The mask manufacturers Metro spoke to said they were getting bulk orders from China, Thailand, Taiwan, South Korea and Japan, the countries where they said the stock of respiratory protective devices was fast drying up.

Ashok Shaw, a manufacturer of medical equipment, struggled for several years to get an export order for surgical masks. Now, he has hired around 15 additional hands to meet the demands of importers from south-east and far-east Asian countries.

“Earlier, I could not export any mask. But over the last fortnight, I have been getting orders of about 50,000 masks every day,” said Shaw, director, Premium Healthcare Disposables Pvt Ltd, a Calcutta-based company that has its manufacturing unit in Asansol.

Shaw would earlier produce about 3.5 lakh masks a month to cater to the market in and around Calcutta.

“The production machines would hum for a week and lay idle for the rest of the month. But now, the machines are working almost 24 hours a day,” Shaw said.
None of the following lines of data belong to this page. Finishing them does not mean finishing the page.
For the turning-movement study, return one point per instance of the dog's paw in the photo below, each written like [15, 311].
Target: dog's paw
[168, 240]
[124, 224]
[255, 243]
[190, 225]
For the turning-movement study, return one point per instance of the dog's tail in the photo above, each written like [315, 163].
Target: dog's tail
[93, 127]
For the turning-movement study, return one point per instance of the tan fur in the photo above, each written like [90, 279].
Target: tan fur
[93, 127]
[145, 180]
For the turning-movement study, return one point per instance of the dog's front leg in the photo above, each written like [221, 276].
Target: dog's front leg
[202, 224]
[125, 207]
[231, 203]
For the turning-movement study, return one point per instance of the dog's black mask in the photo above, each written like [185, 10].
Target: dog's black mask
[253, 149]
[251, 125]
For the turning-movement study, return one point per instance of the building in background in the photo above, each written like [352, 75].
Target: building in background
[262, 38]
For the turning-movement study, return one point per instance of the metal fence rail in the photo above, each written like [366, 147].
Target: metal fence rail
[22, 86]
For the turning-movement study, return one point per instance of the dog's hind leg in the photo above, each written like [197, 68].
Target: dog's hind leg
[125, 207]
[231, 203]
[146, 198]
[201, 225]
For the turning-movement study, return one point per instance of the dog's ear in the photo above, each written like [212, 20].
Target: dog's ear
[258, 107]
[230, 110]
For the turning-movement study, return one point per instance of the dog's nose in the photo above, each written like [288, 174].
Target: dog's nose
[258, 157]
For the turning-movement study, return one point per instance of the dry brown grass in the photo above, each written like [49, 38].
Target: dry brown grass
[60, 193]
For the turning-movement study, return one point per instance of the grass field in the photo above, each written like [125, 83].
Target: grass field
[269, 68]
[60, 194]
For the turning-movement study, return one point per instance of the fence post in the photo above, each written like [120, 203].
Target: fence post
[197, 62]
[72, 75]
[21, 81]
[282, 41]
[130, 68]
Before the outbreak of coronavirus, he was unable to make any headway in export because of competitive prices of masks produced by Chinese manufacturers.

“We have to import a special fabric, the main raw material for surgical masks, from China. The machines are also imported from that country. So, our production costs are higher than that of the Chinese manufacturers,” Shaw said. “I tried to sell the products in Bangladesh and Myanmar but could not do so because of the price factor.”

But now, with Chinese manufacturers struggling to produce enough masks, Indian makers have been able to enter the market.

The prices have also gone up. In the export market each mask is fetching almost 10 times the price at which it is sold in Calcutta’s medicine stores. “The price of the raw material imported from China has gone up and so has the demand. So, the prices are up,” said an exporter who did not want to be named.

The masks that are being exported are not N95 respirator, which are believed to filter out at least 95 per cent of very small (0.3 micron) particles. In January, India had put a ban on the exports of N95 respirators, surgical masks and gloves.

Later, it lifted the ban on surgical masks and gloves but the restriction on N95 respirators still continue, said exporters.